Hi,
I’ve implemented synonym searching in my rails application but have
an idea I’d like to implement but can’t figure out how to do. The
idea is that I’d like to give the end user the choice on whether to
search for the synonym of a word or not. Preferably by extending the
query language to parse a construct similar to ‘%word1’ and then have
the word turned into a or list (i.e., word1|word2|word3|…).
Currently, the query parser constantly calls SynonymTokenFilter to
get synonyms for each token.
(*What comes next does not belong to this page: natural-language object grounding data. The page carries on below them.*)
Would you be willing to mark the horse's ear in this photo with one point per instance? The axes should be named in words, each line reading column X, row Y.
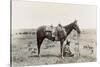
column 75, row 22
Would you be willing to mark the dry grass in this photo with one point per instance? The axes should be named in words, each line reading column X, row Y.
column 24, row 50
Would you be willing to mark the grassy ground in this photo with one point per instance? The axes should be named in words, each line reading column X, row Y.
column 24, row 50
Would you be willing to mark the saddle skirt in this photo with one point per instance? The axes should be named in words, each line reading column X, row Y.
column 54, row 31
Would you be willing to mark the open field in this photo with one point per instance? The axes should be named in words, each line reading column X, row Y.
column 24, row 49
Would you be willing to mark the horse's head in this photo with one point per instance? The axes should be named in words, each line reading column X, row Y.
column 76, row 27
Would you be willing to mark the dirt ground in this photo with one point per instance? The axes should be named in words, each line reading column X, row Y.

Is there a way I can go about achieving
this functionality?
Here’s an overview of what I’ve done so far:
My model classes in my rails app use acts_as_ferret with a call that
looks like:
acts_as_ferret(
:fields => [:body],
:store_class_name => true,
:ferret => {
:or_default => false,
:analyzer => SynonymAnalyzer.new(WordnetSynonymEngine.new, [])
}
)
I created a SynonymAnalyzer and SynonymTokenFilter:
class SynonymAnalyzer < Ferret::Analysis::Analyzer
include Ferret::Analysis
def initialize(synonym_engine, stop_words =
FULL_ENGLISH_STOP_WORDS, lower = true)
@synonym_engine = synonym_engine
@lower = lower
@stop_words = stop_words
end
def token_stream(field, str)
ts = StandardTokenizer.new(str)
ts = LowerCaseFilter.new(ts) if @lower
ts = StopFilter.new(ts, @stop_words)
ts = SynonymTokenFilter.new(ts, @synonym_engine)
end
end
class SynonymTokenFilter < Ferret::Analysis::TokenStream
include Ferret::Analysis
def initialize(token_stream, synonym_engine)
@token_stream = token_stream
@synonym_stack = []
@synonym_engine = synonym_engine
end
def text=(text)
@token_stream.text = text
end
def next
return @synonym_stack.pop if @synonym_stack.size > 0
if token = @token_stream.next
add_synonyms_to_stack(token) unless token.nil?
end
return token
end
private
def add_synonyms_to_stack(token)
synonyms = @synonym_engine.get_synonyms(token.text)
return if synonyms.nil?
synonyms.each do |s|
@synonym_stack.push(
Token.new(s, token.start, token.end, 0))
end
end
end
FInally a WordnetSynonymEngine that queries my wordnet index I created:
class WordnetSynonymEngine
include Ferret::Search
def initialize(index_name = “wordnet”)
@searcher = Searcher.new("#{RAILS_ROOT}/index/#{ENV
[‘RAILS_ENV’]}/#{index_name}")
end
def get_synonyms(word)
@searcher.search_each(TermQuery.new(:word, word)) do |doc_id,
score|
return @searcher[doc_id][:syn]
end
return nil
end
end
It works great except that I’d really like that ability to only run
tokens through the SynonymTokenFilter when they are prepended by an
unescaped % sign.
Also, if anyone is interested I can post the code for turning the
wordnet prolog database into a ferret database (primarily recoding
the java lucene program that did the same thing to ruby and ferret).
Thanks,
Curtis